2Nobody will tell you the Defendant has insurance, or use the word insurance, because of existing Alaska laws. See, Poulin v. Zartman, 548 P.2d 1299, 1300 (Alaska 1976); Alaska R. Evid. 411.

3 The defense lawyer wasn't hired or paid for by the Defendant. He was HIRED BY THE INSURANCE COMPANY who is paying his bills.

4The "independent medical examiner" isn't independent (see, Luke 16:13; Matthew 6:24), and wasn't hired or paid for by the Defendant. The "examination" isn't to help the injured person, but to help the insurance company defend the case, and help the "independent examiner" get wealthy in the process. He or she was HIRED BY THE INSURANCE COMPANY who is paying the examiner's bills.

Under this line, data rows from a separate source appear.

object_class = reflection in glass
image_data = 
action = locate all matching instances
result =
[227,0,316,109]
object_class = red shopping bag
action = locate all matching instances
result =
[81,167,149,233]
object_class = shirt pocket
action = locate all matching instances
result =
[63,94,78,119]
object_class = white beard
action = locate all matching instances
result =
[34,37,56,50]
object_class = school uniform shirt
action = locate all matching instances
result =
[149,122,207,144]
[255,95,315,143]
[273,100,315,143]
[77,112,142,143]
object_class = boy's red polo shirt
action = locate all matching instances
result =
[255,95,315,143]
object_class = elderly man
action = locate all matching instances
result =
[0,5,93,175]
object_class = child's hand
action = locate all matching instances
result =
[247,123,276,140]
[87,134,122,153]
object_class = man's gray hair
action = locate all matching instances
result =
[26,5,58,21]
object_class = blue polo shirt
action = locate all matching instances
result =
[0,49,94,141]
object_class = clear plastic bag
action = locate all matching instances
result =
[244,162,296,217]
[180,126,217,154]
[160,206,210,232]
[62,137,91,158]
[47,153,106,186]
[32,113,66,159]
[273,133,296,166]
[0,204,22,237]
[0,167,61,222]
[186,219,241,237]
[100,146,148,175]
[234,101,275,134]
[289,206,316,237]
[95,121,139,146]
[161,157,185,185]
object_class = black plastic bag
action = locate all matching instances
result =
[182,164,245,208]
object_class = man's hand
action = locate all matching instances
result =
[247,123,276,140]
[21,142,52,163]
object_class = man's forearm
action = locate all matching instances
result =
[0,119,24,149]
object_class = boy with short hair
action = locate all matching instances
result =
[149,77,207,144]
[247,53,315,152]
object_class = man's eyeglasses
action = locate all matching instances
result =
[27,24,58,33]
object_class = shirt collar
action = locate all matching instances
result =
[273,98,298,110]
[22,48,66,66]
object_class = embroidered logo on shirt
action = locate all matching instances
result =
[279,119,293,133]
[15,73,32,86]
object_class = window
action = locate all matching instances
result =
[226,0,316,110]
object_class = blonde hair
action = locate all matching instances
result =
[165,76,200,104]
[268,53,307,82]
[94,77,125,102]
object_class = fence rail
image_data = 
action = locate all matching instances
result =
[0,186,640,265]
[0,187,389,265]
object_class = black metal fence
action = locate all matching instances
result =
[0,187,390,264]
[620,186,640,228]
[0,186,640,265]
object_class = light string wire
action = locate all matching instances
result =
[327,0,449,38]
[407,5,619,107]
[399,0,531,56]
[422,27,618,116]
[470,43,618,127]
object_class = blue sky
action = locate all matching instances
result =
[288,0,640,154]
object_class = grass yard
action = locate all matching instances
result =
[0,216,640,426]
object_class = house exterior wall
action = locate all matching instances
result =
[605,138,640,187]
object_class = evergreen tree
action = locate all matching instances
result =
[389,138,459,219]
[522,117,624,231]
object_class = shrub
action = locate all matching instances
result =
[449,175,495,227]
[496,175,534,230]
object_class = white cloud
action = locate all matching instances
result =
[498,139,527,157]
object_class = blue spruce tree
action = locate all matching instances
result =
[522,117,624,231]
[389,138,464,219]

5From what the Plaintiff receives from the jury, he must pay back his health insurance company (if he has health insurance) for any benefits he received. This is called "subrogation." The same is true if the Plaintiff paid his medical bills with Medicaid or Medicare. Both entities must be paid back.

6 From what the Plaintiff receives from the jury, he must pay back his own auto insurance company for any benefits it paid on his behalf, such as medical bills or vehicle repair costs. Even worse, in some circumstances, the Plaintiff's auto carrier which paid his medical bills now owns the medical bill claim. The Plaintiff's insurer makes a sweetheart deal with the Defendant so it is protected, while the Plaintiff is left to struggle against the Defendant's insurance company.

7From what the Plaintiff receives from the jury, he must pay back his workers' compensation insurance company if he was injured while on-the-job, even if this means that the Plaintiff gets nothing and his workers' compensation insurance gets all of the proceeds of the litigation. See:

  • AS 23.30.015(g) and McCarter v. Alaska Nat. Ins. Co., 883 P.2d 986 (Alaska 1994).

8From what the Plaintiff receives from the jury, he must pay back his disability insurance company (if he has one) for any benefits it paid. If the Plaintiff is receiving Social Security Disability benefits, he may have to repay some or all of them, depending on a variety of circumstances.

9The Plaintiff is compensated by what is left over, if anything.

10Alaska is the only "loser pays" jurisdiction in America. If the person bringing a lawsuit loses against the insurance industry, or if the claimant doesn't beat a pretrial "offer of judgment" that the jury is never told about, the claimant will be saddled with a judgment against him/her for 30-75% of the actual attorney's fees charged by the insurance company-paid attorney defending the case. These awards are nearly always tens of thousands of dollars and often are greater than $100,000.00. See:

  • Alaska R. Civ. P. 68, 79, and 82; Hillman v. Nationwide Mut. Fire Ins. Co., 855 P.2d 1321, 1327 (Alaska 1983); AS 09.60.010.